To Sandhra, the museum is a structure that is part of an ongoing legacy of colonialism and theft borne of the Enlightenment Era. “The museum was founded as a boxing in of stolen artefacts and of people’s histories,” she says, and too often, this is done through a white gaze despite community consultations. “When we look at the most powerful museums across the world, a majority of them are led by white folks at all levels, from the board of directors, to the curators, and to the marketers. These people are in positions of immense power, and they are crafting stories about communities they don’t belong to.” 

On an experiential level, the lack of diversity in museum curation means there is often a disconnect in how racialized visitors relate to the exhibits on display. “My research revealed that when we write about ourselves, we aren’t drawn to trauma. White people may like to voyeurize us and our experiences, but we ourselves are drawn to different things,” says Sandhra, who emphasizes the importance of cultivating opportunities for racialized communities to tell their own stories in ways that are meaningful to them. “I found that the racialized visitors weren’t drawn to the stories of racism, trauma, or even the tired trope of resilience. They were drawn to stories about everyday life, like gardening, for example.”

Curating Spaces of Belonging in Classrooms

Sandhra’s approach in her classrooms is informed by her own lived experiences, including being an older student. “I was 30 years old when I started my PhD. The age difference, along with my Sikh identity and motherhood, was another divide I felt as a student, and I was made to believe somehow that even though I had more lived experience, it was lesser than.”

“I think part of the role of faculty is to understand the nuances of the diversities of students, and students with different age, gender, or racial identities,” says Sandhra, as she reflects on the importance of having guidance and support from her supervisor and committee members. “I belong very much in this department and in this moment, and I challenge what this department and discipline has always been used to.” 

“Now, in my own classrooms, I strive to create the kind of environment where students can feel safe opening up to me,” says Sandhra.

“No longer can we just teach as though we are only here to teach our discipline, and not embed our students within the learning process through their lived experiences. A good instructor will see students for their whole identity and incorporate that into the classroom.”

The Path Forward

As a sessional lecturer who teaches many survey-based Canadian History courses, Sandhra recognizes the importance of highlighting texts and resources that engage meaningfully with the histories of resistance and power from racialized communities. “What we see in Heritage Minute videos, or widely used textbooks, is white-washed nostalgic versions of pioneer settler histories,” she says. “Yes, there are iconic resources that provide more detailed perspectives through a decolonized, and anti-racist lens, but they don’t always centre the everyday stories of racialized people. The teaching of these narratives and histories need to become part of the norm, as opposed to specialized tropes.

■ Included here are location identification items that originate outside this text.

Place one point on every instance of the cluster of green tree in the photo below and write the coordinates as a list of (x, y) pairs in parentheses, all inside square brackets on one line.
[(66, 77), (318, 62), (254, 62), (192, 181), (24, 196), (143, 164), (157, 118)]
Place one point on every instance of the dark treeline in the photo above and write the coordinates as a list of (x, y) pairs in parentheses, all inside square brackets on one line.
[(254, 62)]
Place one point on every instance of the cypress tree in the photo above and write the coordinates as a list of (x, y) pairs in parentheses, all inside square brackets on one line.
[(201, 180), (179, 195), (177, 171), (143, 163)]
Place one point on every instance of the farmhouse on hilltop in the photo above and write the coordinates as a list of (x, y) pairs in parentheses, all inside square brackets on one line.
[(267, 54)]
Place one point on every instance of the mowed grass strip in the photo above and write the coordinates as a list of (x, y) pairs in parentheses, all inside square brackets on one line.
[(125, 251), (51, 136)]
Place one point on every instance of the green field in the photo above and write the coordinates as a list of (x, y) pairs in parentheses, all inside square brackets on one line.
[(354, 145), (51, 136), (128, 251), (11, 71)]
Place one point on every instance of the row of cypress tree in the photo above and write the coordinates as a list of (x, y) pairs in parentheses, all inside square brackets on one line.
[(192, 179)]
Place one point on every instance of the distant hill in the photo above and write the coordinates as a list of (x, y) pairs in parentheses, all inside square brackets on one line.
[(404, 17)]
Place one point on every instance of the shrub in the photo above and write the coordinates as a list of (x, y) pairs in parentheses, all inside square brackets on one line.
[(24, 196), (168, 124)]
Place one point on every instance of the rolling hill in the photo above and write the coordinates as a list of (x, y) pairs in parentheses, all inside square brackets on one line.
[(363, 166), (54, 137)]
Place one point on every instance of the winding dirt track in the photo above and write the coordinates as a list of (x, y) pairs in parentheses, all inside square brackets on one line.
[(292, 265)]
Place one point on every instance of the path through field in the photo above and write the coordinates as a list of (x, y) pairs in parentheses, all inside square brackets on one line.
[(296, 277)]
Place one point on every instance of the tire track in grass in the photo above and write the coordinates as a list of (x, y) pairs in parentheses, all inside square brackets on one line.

Scholars of colour are better equipped to tell these stories in their entirety, not only through our research and lived experiences, but through the meaningful relationships we are forging with each other.”

Sandhra in the panel discussion portion of the 2021 Sterling Prize Ceremony and Lecture with Sdahl K’awaas (Lucy Bell). From left: moderator Catherine Dauvergne, Lucy Bell, Sharn Sandhra, and Jisgang (Nika Collison) via Zoom. Image courtesy of the SFU Public Square.

When asked about her advice for others who want to carve out their own paths in public history, Sandhra says it’s important to strengthen connections and patterns of solidarities with those who share identities and experiences. “We live in a critical moment within museums and other spaces of public history. It’s a moment to be a part of the changes and challenges, rather than adhering to and reinforcing the same structures and methodologies that are themselves part of the problem. I’m excited to be part of that wave of creative energy and scholarship that continues to drive forth change, and I don’t plan on losing any energy.”